KEIMANAN ABU THALIB?
Sayyid
Ahmad bin Zaini dahlan salah seorang yang sangat mencintai Sayyidina
Muhammad shalallahu alaihi wasallam, beliau mengarang kitab yang
berjudul ,“Asna Al- Mathalib Fi Najah Abi Thalib”.
Banyak kaum
muslimin yang mempersoalkan, apakah Abu Thalib mukmin ataukah kafir.
Bahkan sampai kinipun pertanyaan itu masih tetap saja menggantung,tidak
ada jawaban yang bisa di pegang. Atau bahkan barangkali mendapat
informasi yang kurang tepat sehingga menyimpulkan Abu Tahlib
Kafir..Naudzubillah
Abu Tahlib adalah paman sekaligus pelindung rasulullah saw, sejak beliau berusia 6 tahun sudah di pelihara dan dilindunginya.

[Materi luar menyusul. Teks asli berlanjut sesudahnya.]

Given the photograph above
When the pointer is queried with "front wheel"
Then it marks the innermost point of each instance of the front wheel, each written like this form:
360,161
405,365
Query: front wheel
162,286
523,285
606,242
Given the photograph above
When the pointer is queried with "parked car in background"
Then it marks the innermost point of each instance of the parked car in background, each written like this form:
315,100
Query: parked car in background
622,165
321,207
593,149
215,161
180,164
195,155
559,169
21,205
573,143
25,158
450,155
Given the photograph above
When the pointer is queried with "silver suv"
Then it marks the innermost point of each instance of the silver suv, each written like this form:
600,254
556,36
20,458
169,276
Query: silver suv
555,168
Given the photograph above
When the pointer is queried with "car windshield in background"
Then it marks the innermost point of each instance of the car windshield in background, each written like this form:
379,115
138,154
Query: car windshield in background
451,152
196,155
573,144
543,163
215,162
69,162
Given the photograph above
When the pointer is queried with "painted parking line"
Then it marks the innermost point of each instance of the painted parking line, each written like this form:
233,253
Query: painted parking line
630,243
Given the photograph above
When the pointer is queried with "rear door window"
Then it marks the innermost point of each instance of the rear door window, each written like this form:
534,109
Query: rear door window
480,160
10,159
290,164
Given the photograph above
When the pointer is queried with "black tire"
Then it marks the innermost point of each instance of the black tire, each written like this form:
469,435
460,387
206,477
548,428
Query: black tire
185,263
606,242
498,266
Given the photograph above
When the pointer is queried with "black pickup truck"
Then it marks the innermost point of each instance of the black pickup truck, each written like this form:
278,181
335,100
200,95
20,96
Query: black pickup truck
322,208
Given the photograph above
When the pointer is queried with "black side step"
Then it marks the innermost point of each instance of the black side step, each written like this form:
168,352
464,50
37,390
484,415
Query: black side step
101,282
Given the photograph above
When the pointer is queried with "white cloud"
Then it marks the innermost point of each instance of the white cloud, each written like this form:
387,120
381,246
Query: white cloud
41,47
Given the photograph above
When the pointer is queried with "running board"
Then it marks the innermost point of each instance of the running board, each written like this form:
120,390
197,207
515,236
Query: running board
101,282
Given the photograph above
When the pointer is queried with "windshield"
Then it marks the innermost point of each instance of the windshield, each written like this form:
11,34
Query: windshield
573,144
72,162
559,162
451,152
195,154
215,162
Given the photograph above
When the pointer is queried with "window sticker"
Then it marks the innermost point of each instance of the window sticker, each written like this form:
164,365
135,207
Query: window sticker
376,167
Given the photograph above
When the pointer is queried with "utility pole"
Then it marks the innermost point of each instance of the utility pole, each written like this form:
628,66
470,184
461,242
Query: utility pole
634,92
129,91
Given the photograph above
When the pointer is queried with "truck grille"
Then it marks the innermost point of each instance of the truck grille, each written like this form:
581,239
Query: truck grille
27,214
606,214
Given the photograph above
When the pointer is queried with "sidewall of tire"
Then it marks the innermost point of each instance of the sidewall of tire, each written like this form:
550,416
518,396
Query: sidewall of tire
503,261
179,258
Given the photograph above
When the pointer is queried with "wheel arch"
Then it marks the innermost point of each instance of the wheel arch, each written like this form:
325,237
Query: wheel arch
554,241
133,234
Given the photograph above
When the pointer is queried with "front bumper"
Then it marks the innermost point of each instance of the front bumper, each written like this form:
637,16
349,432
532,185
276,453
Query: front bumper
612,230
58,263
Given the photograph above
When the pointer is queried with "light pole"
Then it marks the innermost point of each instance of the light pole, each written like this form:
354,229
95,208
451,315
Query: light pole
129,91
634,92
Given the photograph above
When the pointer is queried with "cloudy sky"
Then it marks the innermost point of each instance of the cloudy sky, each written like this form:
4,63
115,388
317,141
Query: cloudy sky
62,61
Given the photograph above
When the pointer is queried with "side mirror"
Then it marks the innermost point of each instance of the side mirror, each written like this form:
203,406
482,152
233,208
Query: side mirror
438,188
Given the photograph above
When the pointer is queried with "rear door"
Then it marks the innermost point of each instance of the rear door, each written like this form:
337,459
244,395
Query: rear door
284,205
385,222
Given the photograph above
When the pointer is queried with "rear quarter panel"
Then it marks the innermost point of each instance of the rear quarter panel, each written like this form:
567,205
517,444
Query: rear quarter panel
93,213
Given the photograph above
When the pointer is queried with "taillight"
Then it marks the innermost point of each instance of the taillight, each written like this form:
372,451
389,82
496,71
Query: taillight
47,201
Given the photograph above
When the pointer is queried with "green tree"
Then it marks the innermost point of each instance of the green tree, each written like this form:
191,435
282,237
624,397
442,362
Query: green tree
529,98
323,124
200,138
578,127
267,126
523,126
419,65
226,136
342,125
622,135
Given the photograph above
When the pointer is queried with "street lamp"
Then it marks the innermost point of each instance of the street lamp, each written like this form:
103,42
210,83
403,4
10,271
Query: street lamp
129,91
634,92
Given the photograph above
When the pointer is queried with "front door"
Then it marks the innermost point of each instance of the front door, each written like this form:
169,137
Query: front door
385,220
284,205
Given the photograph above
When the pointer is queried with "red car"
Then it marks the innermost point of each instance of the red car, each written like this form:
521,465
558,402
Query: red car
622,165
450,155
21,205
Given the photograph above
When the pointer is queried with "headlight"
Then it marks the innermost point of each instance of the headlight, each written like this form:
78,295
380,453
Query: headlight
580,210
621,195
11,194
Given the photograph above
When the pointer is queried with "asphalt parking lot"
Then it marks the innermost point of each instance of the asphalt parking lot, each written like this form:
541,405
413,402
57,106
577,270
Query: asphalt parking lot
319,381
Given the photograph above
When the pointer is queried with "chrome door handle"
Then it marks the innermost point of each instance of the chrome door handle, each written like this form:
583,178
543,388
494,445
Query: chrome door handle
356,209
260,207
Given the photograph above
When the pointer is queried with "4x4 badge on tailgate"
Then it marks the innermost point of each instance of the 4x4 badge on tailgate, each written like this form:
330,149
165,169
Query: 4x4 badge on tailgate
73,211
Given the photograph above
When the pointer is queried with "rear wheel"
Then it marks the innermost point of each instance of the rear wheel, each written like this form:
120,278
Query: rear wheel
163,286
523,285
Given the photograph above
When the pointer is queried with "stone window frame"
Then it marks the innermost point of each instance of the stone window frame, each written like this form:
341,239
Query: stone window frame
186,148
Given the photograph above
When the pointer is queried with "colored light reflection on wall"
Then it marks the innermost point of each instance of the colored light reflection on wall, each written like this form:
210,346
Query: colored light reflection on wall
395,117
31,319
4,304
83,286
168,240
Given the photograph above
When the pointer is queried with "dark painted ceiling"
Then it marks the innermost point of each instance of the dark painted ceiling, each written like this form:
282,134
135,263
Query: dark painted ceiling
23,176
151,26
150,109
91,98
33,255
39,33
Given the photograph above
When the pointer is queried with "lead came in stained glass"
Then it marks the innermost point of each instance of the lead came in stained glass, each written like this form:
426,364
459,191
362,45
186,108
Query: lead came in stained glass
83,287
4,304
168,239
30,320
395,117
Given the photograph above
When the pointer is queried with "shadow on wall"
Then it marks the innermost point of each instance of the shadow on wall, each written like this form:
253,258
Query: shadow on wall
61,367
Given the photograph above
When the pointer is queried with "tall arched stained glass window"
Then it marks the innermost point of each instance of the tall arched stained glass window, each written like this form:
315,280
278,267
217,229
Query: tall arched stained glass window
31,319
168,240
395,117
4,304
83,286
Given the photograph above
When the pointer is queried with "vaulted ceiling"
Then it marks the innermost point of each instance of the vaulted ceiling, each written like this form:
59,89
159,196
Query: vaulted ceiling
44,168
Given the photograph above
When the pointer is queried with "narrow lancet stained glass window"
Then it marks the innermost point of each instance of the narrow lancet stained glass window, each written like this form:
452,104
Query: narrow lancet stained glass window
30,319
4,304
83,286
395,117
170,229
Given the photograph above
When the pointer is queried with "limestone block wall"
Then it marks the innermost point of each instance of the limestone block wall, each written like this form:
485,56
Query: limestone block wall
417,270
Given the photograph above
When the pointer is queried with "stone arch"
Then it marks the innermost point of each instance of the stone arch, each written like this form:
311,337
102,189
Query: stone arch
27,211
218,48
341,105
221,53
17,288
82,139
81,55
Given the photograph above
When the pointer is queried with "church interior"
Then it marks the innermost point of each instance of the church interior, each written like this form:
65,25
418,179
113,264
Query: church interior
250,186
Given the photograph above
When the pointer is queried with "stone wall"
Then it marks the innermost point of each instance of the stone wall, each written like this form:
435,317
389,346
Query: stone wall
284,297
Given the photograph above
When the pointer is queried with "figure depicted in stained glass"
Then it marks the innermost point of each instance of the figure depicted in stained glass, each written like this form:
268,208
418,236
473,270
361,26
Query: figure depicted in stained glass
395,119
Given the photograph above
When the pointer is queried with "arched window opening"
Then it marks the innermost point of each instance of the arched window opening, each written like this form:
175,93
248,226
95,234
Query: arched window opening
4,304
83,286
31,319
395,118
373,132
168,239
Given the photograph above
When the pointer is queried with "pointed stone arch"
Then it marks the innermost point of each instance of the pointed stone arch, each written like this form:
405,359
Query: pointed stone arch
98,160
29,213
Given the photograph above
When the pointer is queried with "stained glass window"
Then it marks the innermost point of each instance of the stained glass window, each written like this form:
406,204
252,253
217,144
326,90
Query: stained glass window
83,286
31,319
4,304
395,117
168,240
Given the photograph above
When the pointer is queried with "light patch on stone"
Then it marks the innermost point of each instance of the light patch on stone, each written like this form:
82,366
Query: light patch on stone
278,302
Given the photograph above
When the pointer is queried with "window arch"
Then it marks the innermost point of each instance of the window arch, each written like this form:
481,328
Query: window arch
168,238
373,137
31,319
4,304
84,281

Dengan gigih sang paman melindungi putra Abdullah, kakak kandungnya,
itu dari ancaman kaum kafir quraisy yang ingin membunuhnya.
Demi menjaga keponakannya itu, Abu Tahlib memerintahkan kedua anak
kandungnya , yaitu Ja`far dan Ali untuk melindungi Rasulullah saw.

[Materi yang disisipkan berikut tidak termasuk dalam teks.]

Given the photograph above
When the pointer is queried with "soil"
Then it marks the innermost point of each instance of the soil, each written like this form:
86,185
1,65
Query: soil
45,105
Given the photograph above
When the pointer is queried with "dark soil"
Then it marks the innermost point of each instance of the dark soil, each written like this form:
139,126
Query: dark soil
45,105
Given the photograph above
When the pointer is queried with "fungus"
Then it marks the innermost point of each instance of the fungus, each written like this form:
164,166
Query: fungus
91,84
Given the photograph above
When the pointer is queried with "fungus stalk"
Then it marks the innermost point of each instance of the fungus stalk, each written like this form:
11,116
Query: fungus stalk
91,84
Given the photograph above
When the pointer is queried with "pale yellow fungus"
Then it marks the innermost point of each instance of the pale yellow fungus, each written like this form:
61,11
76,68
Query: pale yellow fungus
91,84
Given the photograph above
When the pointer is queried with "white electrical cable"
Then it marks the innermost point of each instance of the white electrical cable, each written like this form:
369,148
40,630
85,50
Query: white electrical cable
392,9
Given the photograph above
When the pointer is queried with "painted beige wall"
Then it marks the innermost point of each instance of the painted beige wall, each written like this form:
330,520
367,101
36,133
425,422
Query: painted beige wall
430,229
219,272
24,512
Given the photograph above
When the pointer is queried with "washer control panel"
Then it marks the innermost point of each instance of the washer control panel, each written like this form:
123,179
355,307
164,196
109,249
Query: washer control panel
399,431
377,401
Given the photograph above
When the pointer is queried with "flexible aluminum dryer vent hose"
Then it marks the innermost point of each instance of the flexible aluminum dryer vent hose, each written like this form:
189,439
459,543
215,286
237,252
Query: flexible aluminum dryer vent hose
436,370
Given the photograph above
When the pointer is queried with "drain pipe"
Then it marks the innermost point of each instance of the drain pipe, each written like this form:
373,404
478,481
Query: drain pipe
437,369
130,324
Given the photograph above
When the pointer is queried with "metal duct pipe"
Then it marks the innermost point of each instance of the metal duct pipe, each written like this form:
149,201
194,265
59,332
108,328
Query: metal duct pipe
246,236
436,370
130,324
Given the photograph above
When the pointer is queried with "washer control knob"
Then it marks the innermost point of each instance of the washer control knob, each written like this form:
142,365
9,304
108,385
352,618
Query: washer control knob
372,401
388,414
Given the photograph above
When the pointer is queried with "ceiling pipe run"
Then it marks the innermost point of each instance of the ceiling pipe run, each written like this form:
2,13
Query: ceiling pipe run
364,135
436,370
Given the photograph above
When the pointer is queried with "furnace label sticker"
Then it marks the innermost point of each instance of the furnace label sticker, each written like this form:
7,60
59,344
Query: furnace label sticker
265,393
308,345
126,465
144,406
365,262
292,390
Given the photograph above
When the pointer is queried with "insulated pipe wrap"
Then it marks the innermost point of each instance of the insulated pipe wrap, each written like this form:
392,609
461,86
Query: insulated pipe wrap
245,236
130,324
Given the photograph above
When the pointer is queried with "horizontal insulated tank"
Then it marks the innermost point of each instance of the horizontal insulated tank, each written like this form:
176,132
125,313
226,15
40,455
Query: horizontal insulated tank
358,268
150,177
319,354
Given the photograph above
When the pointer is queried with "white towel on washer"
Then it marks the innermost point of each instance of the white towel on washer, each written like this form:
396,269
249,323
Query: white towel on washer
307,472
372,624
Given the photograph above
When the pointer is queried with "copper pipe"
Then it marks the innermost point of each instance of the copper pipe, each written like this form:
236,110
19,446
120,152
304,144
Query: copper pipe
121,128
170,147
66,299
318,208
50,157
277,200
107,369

Abu Thalib pulalah orang yang mengucapkan sumpah yang sangat terkenal
dalam sejarah islam, ketika para pembesar Quraisy minta agar ia
menyerahkan Muhammad keponakannya itu.
“Andai kalian letakkan
Matahari di tangan kananku dan bulan di tangan kiriku, niscaya aku tetap
tidak akan menyerahkan Muhammad”.
Bibit keimanan Abu Thalib kepada Rasulullah saw telah tampak sejak ia melihat tanda-tanda kenabian pada keponakannya itu.
Suatu hari, ia melihat Abdul Muthallib kakeknya Rasulullah saw
menggendong cucunya yang masih kecil itu di pundaknya sambil memohon
hujan kepada Allah SWT di puncak bukit Abu Qubais,…Subhanallah ketika
itu juga turun hujan.
Abu Thalib juga pernah membuktikannya ia
menggendong Rasulullah saw yang ketika itu masih kecil di pundaknya
berdiri di dinding Ka`bah, ia memohon hujan kepada Allah Ta`la,
tiba-tiba gumpalan awan berkumpul lalu menyirami lembah-lembah di Makkah
dengan curahan hujan yang lebat, sehingga permukaan tanah menjadi
gembur dan subur.
Di saat remaja Abu Tahlib pernah mengajaknya
berdagang ke syam. Ditengah jalan bertemu dengan seorang pendeta yang
bernama Buhairah yang melihat tanda-tanda kenabian pada diri Rasulullah
saw. Ia menyarankan agar cepat-cepat memebawanya pulang ke Makkah,
khawatir terhadap ancaman kaum Yahudi, Abu Thalib pun mengikuti saran
tersebut.
Abu Thalib dan keluarganya jika mereka makan bersama
tidak kenyang, namun bila Rasululllah saw ikut makan mereka merasa
kenyang.
Setiap minum susu, merasa nikmat jika di minum terlebih dahulu oleh Rasulullah saw.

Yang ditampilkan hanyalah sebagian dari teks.